Kolada MCP Server
Question: Where has preschool quality increased the most in Sweden over the past five years?
https://github.com/user-attachments/assets/b44317aa-4280-4be4-b64a-33b9feacc134
Final result after 10 minutes of analysis of Kolada data.
Note: This project is an independent, third-party implementation and is not endorsed by or affiliated with RKA (Council for the Promotion of Municipal Analysis).
The Kolada MCP Server enables seamless integration between Large Language Models (LLMs) and Kolada, Sweden’s comprehensive municipal and regional statistical database. It provides structured access to thousands of Key Performance Indicators (KPIs), facilitating rich, data-driven analysis, comparisons, and explorations of public sector statistics.
Overview
Kolada MCP server acts as an intelligent middleware between LLM-based applications and the Kolada database, allowing users to easily query and analyze data related to Swedish municipalities and regions. With semantic search capabilities and robust analysis tools, the Kolada MCP Server significantly simplifies the task of navigating and interpreting the vast array of KPIs available in Kolada.
Example Usage
Try asking the Kolada MCP Server open questions that will require autonomous reasoning and data analysis, such as:
- Where in Sweden should a family move to find affordable housing, good schools and good healthcare?
- Investigate the connection between unemployment and mental illness in Västernorrland
- Where has the satisfaction with kindergarten increased the most in Sweden in the last five years?
- Prepare an interactive dashboard to visualize the characteristics of the municipalities in Sweden with the best and worst public transportation systems, among municipalities with a population over 25,000.
Features
- Semantic Search: Find KPIs based on natural language descriptions.
- Category Filtering: Access KPIs grouped by thematic categories (e.g., demographics, economy, education).
- Municipal & Regional Data Retrieval: Fetch precise data points or historical time series.
- Multi-Year Comparative Analysis: Calculate changes in KPI performance over multiple years, over all municipalities, regions or landstings.
- Cross-KPI Correlation: Analyze relationships between different KPIs across municipalities or regions.
Components
Tools
-
list_operating_areas
- Retrieve available KPI categories.
-
get_kpis_by_operating_area
- List KPIs under a specific category.
-
search_kpis
- Perform semantic searches to discover relevant KPIs.
-
get_kpi_metadata
- Access detailed metadata for specific KPIs.
-
fetch_kolada_data
- Obtain precise KPI values for specific municipalities or regions.
-
analyze_kpi_across_municipalities
- Conduct in-depth analysis and comparisons of KPI performance across municipalities.
-
compare_kpis
- Evaluate the correlation or difference between two KPIs.
-
list_municipalities
- Returns a list of municipality IDs and names filtered by type (default is
"K"
).
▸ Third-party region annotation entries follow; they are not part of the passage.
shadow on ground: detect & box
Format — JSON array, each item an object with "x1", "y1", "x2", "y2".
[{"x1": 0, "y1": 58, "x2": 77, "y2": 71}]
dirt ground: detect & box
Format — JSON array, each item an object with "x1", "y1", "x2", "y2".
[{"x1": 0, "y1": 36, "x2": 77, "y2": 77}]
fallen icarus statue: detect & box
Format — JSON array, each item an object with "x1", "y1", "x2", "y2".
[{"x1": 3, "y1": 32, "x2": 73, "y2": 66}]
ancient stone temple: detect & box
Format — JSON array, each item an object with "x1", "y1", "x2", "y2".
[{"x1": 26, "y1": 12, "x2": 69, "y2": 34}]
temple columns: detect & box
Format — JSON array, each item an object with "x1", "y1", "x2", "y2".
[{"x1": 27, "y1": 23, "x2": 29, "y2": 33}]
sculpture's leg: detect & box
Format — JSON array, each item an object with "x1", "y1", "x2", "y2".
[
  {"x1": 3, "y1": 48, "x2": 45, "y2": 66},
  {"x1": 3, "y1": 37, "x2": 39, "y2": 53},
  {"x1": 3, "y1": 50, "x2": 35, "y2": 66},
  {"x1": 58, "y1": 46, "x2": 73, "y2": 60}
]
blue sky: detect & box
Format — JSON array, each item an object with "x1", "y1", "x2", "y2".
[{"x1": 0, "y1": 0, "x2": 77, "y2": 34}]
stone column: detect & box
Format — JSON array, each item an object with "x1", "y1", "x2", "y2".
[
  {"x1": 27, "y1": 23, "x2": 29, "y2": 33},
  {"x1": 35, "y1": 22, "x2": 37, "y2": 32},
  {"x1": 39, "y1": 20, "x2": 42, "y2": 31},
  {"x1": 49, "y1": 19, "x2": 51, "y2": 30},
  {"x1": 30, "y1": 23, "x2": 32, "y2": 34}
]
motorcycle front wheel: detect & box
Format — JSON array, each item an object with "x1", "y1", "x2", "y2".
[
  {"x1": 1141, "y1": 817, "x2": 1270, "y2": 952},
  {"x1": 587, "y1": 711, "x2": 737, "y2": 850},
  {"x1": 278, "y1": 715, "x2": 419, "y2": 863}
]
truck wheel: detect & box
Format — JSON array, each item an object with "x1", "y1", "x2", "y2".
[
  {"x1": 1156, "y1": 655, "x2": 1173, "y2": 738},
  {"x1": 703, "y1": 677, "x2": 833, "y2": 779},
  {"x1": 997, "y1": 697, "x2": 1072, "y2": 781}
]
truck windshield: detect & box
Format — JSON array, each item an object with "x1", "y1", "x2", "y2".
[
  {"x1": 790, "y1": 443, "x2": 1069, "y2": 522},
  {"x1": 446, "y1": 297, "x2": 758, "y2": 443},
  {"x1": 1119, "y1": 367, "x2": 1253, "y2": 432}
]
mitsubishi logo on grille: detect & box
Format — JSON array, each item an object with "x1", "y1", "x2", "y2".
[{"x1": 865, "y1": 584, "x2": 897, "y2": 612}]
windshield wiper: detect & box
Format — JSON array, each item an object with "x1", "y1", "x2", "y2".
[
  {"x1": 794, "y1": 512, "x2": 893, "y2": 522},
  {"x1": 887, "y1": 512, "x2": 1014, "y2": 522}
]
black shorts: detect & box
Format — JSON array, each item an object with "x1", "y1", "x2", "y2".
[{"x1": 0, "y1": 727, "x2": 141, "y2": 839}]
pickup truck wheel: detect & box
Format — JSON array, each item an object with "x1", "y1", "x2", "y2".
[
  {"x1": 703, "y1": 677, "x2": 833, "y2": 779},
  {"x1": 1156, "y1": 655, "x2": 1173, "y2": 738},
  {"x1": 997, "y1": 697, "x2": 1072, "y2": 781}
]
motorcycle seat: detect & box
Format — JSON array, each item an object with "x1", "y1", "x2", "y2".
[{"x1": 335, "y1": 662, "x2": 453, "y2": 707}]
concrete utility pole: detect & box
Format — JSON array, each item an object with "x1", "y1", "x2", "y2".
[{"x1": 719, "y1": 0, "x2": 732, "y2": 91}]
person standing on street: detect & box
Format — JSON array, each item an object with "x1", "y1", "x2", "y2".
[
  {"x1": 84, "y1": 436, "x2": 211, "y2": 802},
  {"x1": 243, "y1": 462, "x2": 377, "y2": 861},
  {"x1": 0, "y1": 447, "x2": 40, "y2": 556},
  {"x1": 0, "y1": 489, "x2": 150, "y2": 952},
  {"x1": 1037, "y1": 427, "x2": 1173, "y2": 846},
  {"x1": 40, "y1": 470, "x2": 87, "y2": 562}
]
Passing an empty string formunicipality_type
returns municipalities of all types.
- Returns a list of municipality IDs and names filtered by type (default is
Quick Start
Kolada MCP Server uses sensible defaults, with data fetched and cached on startup. No additional API keys or authentication are necessary to use Kolada’s open API.
Cache
Kolada also with pre-cached dataset that lists all available KPIs and their metadata. To use a fresh cache instead, simply delete the kpi_embeddings.npz file and restart the server.
Installation
Using uv to install the Kolada MCP requirements is highly recommended. This ensures that all dependencies are installed in a clean environment. Simply run uv sync
to install the required packages.
Development and Testing
Run the Kolada MCP server locally in development mode with detailed debugging:
uv run mcp dev server.py
Then open the MCP Inspector at http://localhost:5173
in your browser. Use the inspector interface to:
- Test individual tools.
- Inspect returned data.
- Debug server interactions.
Claude Desktop
To add the Kolada MCP server to Claude Desktop, follow these steps:
- Open the
claude_desktop_config.json
config file. It can be found by opening settings in Claude Desktop and navigating to the Developer tab and clicking the Config button. - Add the following configuration to the
mcpServers
section:
{
"mcpServers": {
"Kolada": {
"command": "uv",
"args": [
"--directory",
"[path to kolada-mcp directory]/src",
"run",
"server.py"
]
}
}
}
Restart Claude Desktop to use the Kolada MCP server tools.
Contributing
We welcome contributions! Report issues, suggest enhancements, or submit pull requests on GitHub.
Disclaimer
Kolada MCP Server is independently developed and maintained. It is not officially endorsed by, affiliated with, or related to "Rådet för främjande av kommunala analyser" (RKA) or any other organization.
License
Kolada MCP Server is released under the Apache License 2.0.